I attended a talk given by Chris Guillebeau this week. He's an author of several best-selling books and he's famous for being in all 193 countries in our wonderful world.
And he had a good message. He was a decent speaker.
I am also a decent speaker. I'm perhaps better than this world-traveling person with billions more followers on social media and many more (published) books than me.
And I say this because I know my accomplishments as a speaker. And I've accomplished being a speaker because I first had the idea that I COULD be. I took that idea or concept or dream and I've done whatever it takes for the past 20 years to make it REAL. Because I didn't want to die wondering if my dream could come true.
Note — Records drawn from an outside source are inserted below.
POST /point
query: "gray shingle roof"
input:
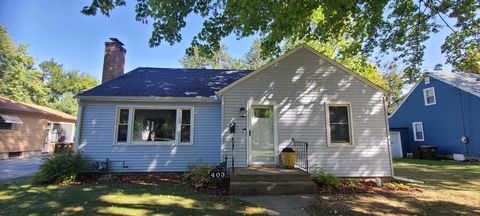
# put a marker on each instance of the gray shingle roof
(168, 82)
(468, 82)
Chris spoke about this in his talk. He mentioned the fear of regret being a major motivator for change. Most people fall into one of two categories: intrinsically or extrinsically motivated. You either change because you WANT to or because someone or something MAKES you change. People who motivate themselves often see higher success rates over longer periods of time. But not always. Chris said the people who inspired him most were folks who had things pretty good and changed something when they didn't really need to.
I instantly got chills. And I thought about my transition. It, like many changes I've made, wasn't really necessary. I could have coasted through my life the way I had been. I mean, I had it pretty good. I had my own business. I had a relationship that looked great to onlookers and on social media, the truest of truths. I had a good haircut, good skin, decent mental and physical fitness.
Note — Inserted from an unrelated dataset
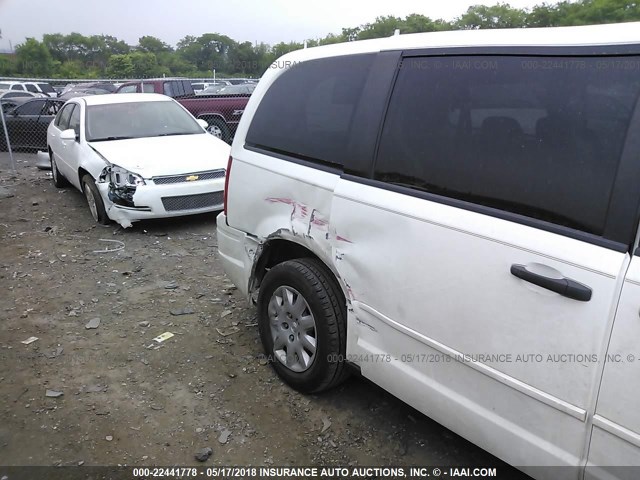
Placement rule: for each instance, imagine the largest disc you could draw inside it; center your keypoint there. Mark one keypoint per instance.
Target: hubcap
(215, 130)
(293, 329)
(92, 202)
Why bother messing with that? Why go the extra mile? Why reach beyond what was familiar?
The answer came to me when an internal conflict arose and the discomfort grew unbearable. I chose to change when the possibility emerged from my consciousness and I got present to the fear of regret. If life is this good now, what if it would only get better? What if there is something else possible for me on the other side of this change?
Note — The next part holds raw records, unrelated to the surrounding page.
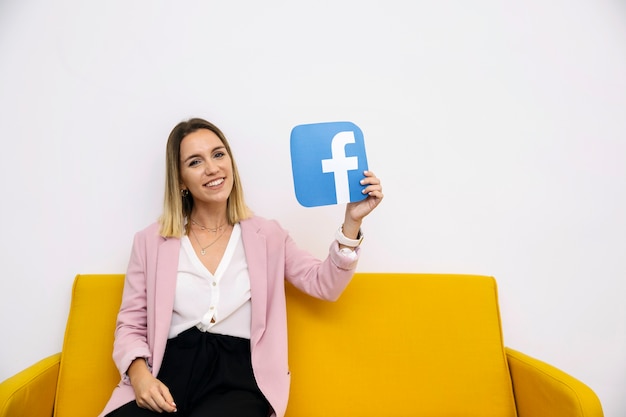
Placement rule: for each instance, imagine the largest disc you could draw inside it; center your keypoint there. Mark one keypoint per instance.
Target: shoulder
(261, 225)
(149, 233)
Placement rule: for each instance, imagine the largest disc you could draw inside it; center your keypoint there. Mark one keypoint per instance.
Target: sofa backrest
(87, 374)
(393, 345)
(400, 345)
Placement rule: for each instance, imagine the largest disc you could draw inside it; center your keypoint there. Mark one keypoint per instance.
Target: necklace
(212, 230)
(203, 249)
I couldn't allow myself to die wondering.
The fear of regret was bigger and louder and stronger than any fears I had to stay the same.
We all have one shot here, as far as we know. Although, if we get another shot, I want to come back as an elephant because they are magical things. We have a certain amount of time and any moment we spend not happy is a darn shame. We often are the source of our own suffering, which the Buddha taught. We can turn it on and off like a switch, but we need tools to access that switch. Tools like good nutrition, self-awareness, exercise, and nurturing relationships that also challenge us to grow. Sometimes choosing these tools is the biggest source of struggle and fear. We live with a longing to thrive but lean back from the hard work of transformation.
We do this until one day the deep fear of regret surges through us. When we realize the big clock is ticking and the time we have is precious beyond measure. And we powerfully choose to do whatever it takes to go beyond all fear and experience what's waiting for us beyond our comfort zones.
Where there is all possibility and potential and no regrets.